Sind die Ziele beziehungsweise die damit einhergehenden Anforderungen, die an ein Projekt gestellt werden und die Art der (technologischen) Umsetzung bekannt, handelt es sich um ein einfaches Projekt. Hier wird vorzugsweise mit klassischen Verfahren wie dem Wasserfallmodell gearbeitet, da im Lösen entsprechender Aufgaben bereits viel Routine vorhanden ist und der Ablauf einem etablierten Standardprozess gleichkommt. Im Rahmen dieses planungsgetriebenen Ansatzes wird schon vorher definiert, was am Ende der Projektlaufzeit zu welchen Kosten entstanden sein sollte. Der Projekterfolg hängt stark von einer präzisen Prognose und Planung ab.

Komplizierte Entscheidungssituation

Bewegen wir uns auf einer der beiden Achsen in einem eher unbekannten Bereich, haben wir es mit komplizierten Situationen zu tun. In diesen Fällen eignet sich die Arbeit mit Lean-Ansätzen wie Kanban. Im Gegensatz zur klassischen Wasserfallmethode zielt Kanban auf eine Prozessoptimierung in kleinen Schritten ab, indem die im System befindliche Arbeit visualisiert und limitiert wird. Auftretende Probleme sollen so schnell identifiziert und behoben werden, um einen kontinuierlichen Arbeitsfluss sicherzustellen.

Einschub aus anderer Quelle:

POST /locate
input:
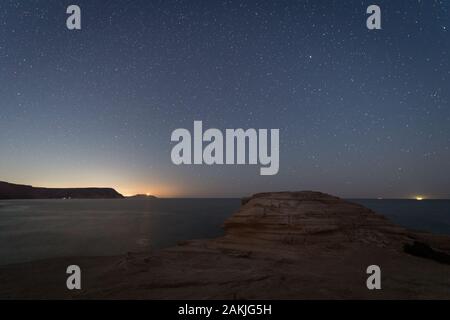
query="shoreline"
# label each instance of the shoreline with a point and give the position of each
(302, 245)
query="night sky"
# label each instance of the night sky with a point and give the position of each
(361, 113)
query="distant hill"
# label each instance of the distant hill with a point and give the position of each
(142, 196)
(18, 191)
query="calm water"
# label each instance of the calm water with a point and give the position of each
(37, 229)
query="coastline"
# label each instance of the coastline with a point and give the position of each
(277, 246)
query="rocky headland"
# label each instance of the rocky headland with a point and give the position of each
(286, 245)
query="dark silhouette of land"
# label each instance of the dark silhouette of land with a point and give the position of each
(142, 196)
(280, 245)
(18, 191)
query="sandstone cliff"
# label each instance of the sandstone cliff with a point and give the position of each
(289, 245)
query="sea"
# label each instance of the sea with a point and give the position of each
(32, 230)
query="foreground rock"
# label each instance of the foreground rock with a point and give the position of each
(289, 245)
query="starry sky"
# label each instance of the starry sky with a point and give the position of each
(362, 113)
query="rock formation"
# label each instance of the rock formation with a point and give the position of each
(288, 245)
(18, 191)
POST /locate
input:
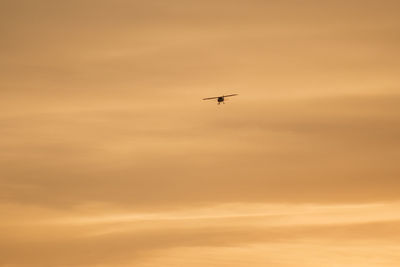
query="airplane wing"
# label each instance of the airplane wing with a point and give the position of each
(208, 98)
(230, 95)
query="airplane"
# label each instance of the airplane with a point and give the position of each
(220, 99)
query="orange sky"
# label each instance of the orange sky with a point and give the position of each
(109, 157)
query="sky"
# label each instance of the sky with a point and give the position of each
(109, 157)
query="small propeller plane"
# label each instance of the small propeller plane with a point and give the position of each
(220, 99)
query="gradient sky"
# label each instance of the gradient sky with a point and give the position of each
(109, 157)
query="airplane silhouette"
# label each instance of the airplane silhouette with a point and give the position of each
(220, 99)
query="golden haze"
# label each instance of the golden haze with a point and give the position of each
(110, 158)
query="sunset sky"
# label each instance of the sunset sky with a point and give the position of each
(109, 157)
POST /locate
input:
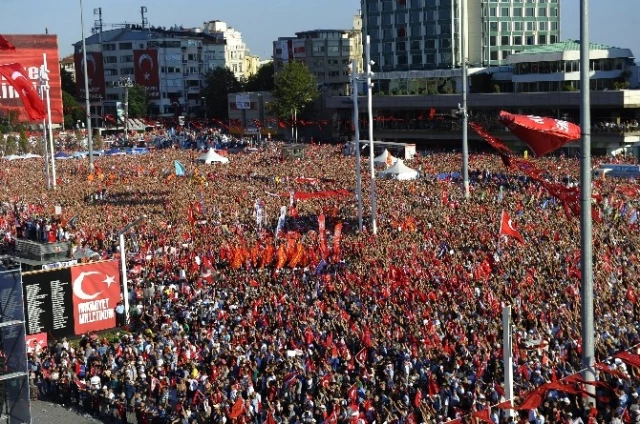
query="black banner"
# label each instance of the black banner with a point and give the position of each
(48, 301)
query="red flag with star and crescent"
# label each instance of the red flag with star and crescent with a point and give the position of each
(17, 76)
(507, 228)
(96, 292)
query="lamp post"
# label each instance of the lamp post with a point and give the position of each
(86, 91)
(586, 257)
(463, 108)
(374, 225)
(123, 264)
(126, 83)
(356, 142)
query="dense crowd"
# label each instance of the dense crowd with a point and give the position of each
(233, 320)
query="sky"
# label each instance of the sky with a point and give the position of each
(263, 21)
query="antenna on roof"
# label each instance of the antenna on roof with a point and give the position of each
(143, 12)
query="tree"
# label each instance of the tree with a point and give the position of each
(295, 88)
(263, 80)
(23, 142)
(73, 110)
(138, 102)
(67, 82)
(218, 84)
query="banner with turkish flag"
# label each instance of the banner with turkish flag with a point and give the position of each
(543, 135)
(27, 50)
(96, 292)
(95, 74)
(145, 63)
(508, 229)
(17, 77)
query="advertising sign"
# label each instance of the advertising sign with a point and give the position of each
(147, 71)
(96, 292)
(95, 72)
(28, 53)
(47, 300)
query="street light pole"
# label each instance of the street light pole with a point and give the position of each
(356, 142)
(586, 257)
(123, 265)
(86, 91)
(465, 115)
(374, 224)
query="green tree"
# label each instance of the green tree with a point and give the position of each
(218, 84)
(23, 142)
(73, 110)
(138, 101)
(67, 82)
(263, 80)
(295, 88)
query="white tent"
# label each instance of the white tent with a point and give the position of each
(385, 158)
(211, 156)
(399, 171)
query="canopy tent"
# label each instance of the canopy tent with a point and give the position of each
(399, 171)
(210, 157)
(385, 158)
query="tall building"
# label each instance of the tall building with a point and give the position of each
(235, 49)
(170, 63)
(425, 34)
(327, 53)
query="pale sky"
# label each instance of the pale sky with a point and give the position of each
(613, 22)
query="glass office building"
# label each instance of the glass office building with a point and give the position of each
(425, 34)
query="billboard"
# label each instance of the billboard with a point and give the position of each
(28, 53)
(71, 301)
(147, 72)
(96, 292)
(95, 72)
(47, 300)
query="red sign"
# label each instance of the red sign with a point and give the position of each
(543, 135)
(28, 53)
(33, 340)
(147, 72)
(96, 292)
(95, 72)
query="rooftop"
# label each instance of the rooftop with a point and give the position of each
(564, 46)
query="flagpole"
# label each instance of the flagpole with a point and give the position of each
(354, 88)
(586, 257)
(86, 90)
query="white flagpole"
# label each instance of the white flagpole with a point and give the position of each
(45, 74)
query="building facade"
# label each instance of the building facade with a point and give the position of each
(171, 64)
(426, 34)
(326, 52)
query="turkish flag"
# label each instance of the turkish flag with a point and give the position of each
(96, 292)
(17, 76)
(6, 45)
(543, 135)
(507, 228)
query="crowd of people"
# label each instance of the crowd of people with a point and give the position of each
(235, 317)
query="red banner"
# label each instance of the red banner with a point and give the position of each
(95, 72)
(543, 135)
(96, 292)
(33, 340)
(28, 53)
(146, 71)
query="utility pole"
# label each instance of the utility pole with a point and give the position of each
(86, 92)
(463, 109)
(356, 141)
(586, 257)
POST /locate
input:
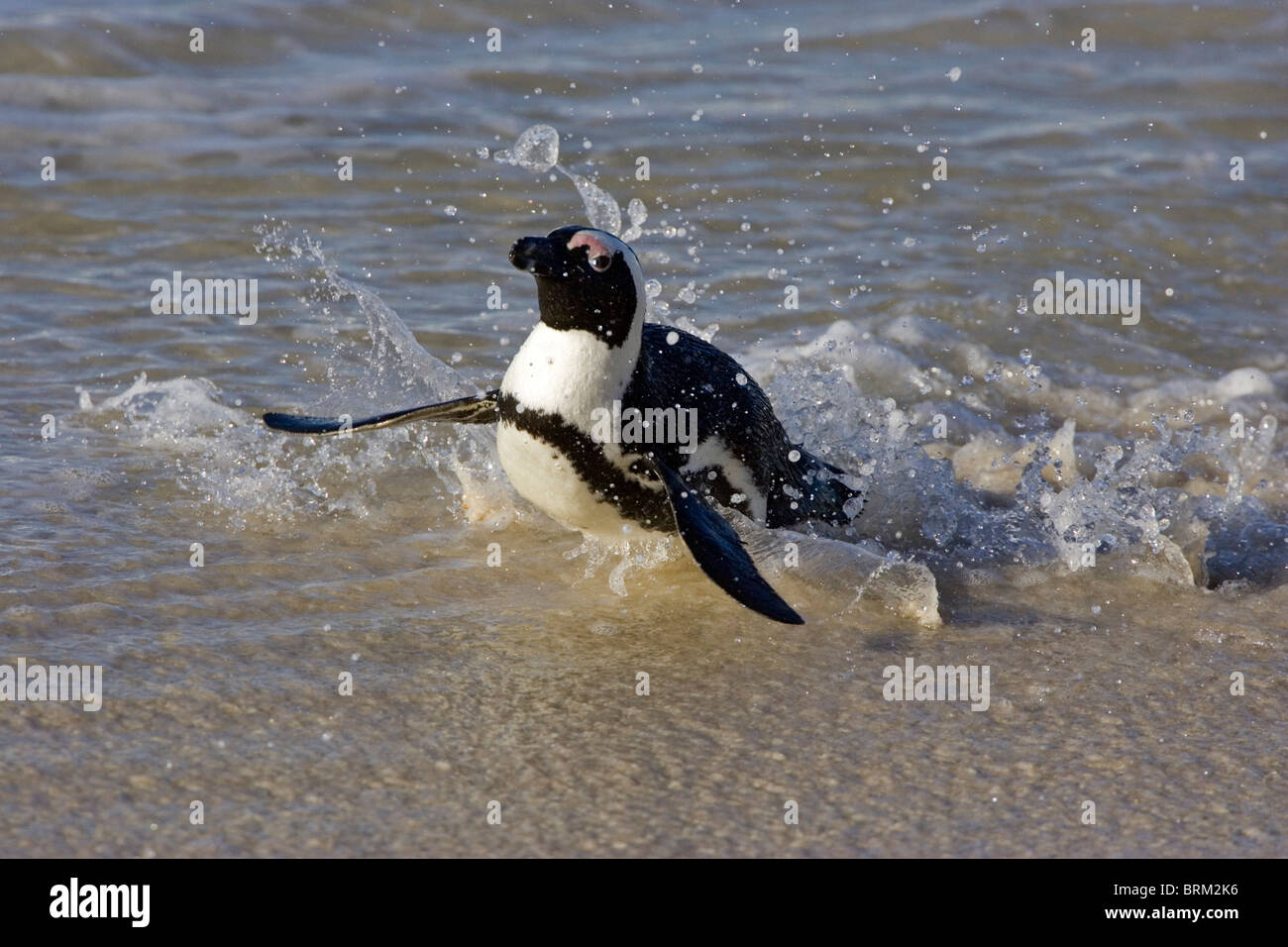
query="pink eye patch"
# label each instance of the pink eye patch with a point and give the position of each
(592, 244)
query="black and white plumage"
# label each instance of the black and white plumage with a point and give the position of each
(592, 355)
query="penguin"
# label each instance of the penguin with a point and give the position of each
(614, 425)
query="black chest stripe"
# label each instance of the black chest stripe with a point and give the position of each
(606, 480)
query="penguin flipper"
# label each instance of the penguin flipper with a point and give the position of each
(717, 549)
(459, 411)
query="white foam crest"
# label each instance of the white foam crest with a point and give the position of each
(1147, 501)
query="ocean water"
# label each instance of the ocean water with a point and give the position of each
(1093, 505)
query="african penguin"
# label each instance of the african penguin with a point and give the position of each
(613, 425)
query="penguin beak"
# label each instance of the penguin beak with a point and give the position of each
(539, 256)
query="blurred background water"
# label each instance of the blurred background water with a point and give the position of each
(997, 445)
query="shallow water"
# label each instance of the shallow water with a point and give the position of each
(1065, 499)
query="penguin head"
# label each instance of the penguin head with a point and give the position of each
(587, 279)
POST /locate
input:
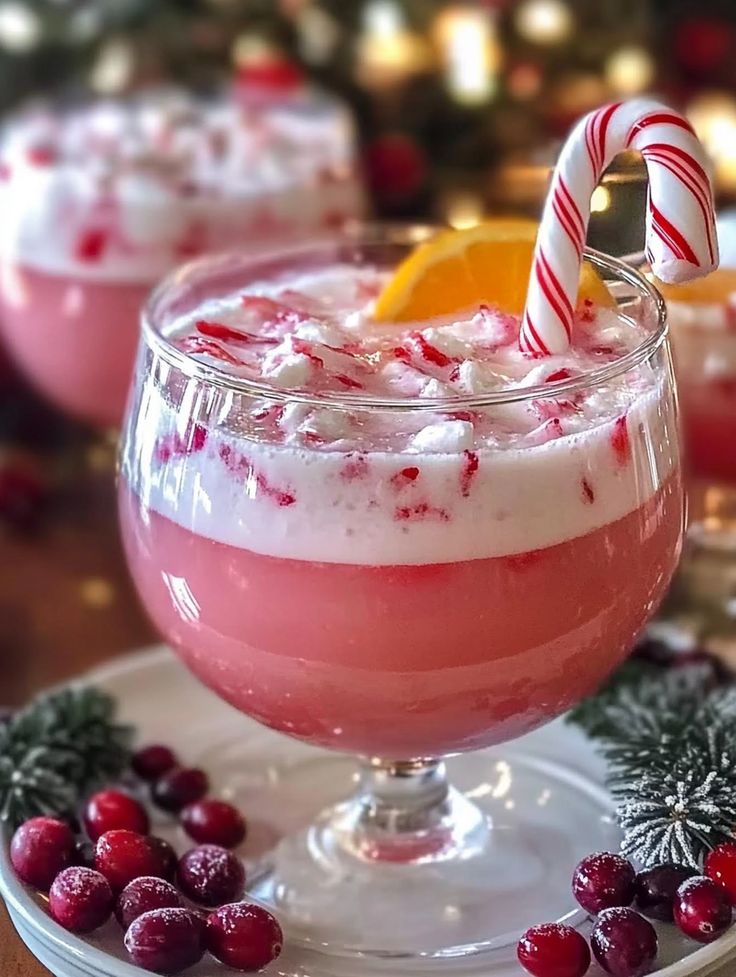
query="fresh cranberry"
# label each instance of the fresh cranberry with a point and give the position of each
(211, 875)
(40, 849)
(152, 762)
(720, 866)
(142, 895)
(83, 854)
(110, 809)
(702, 909)
(166, 940)
(180, 787)
(214, 822)
(656, 889)
(80, 899)
(244, 937)
(603, 881)
(553, 950)
(624, 943)
(123, 855)
(169, 860)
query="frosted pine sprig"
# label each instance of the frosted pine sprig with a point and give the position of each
(676, 820)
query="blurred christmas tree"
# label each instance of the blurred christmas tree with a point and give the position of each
(459, 103)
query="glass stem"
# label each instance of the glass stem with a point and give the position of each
(406, 811)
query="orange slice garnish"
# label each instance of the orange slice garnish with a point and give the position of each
(457, 270)
(713, 289)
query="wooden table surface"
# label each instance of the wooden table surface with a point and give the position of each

Komplexe Entscheidungssituation

Wenn große Teile der Anforderungen und des Wissens um die Art der Umsetzung unbekannt sind, bewegen wir uns im komplexen Bereich. Hier empfiehlt es sich, auf agile Methoden wie Scrum zurückgreifen, da diese dem unklaren Projektcharakter mit ihrer iterativen Herangehensweise Rechnung tragen können. Dies geschieht bei Scrum primär durch die Arbeit in regelmäßigen Sprints mit festgelegter Dauer. Durch regelmäßiges Feedback tastet sich ein Team an die Lösung einer neuartigen Aufgabe heran.Um eine fortlaufende Wertgenerierung aus Kundensicht zu ermöglichen, spielt im Rahmen eines iterativen Vorgehens der MVP-Gedanke (Minimum Viable Product) eine zentrale Rolle. Durch die Konzentration auf den Return on Investment (ROI) werden zunächst jene Produktfunktionalitäten geliefert, die zur Gänze möglichst rasch einen End-to-end-Nutzen gewährleisten. Ist der Grundnutzen im Sinne des Anwenders erfüllt, wird das Produkt um weitere Funktionalitäten ergänzt. Das ist ein wesentlicher Unterschied zur Wasserfallmethode: Änderungen müssen – überspitzt ausgedrückt – nicht dann eingebaut werden, wenn das gesamte Produkt fertig ist, sondern können bereits im Entstehungsprozess integriert werden.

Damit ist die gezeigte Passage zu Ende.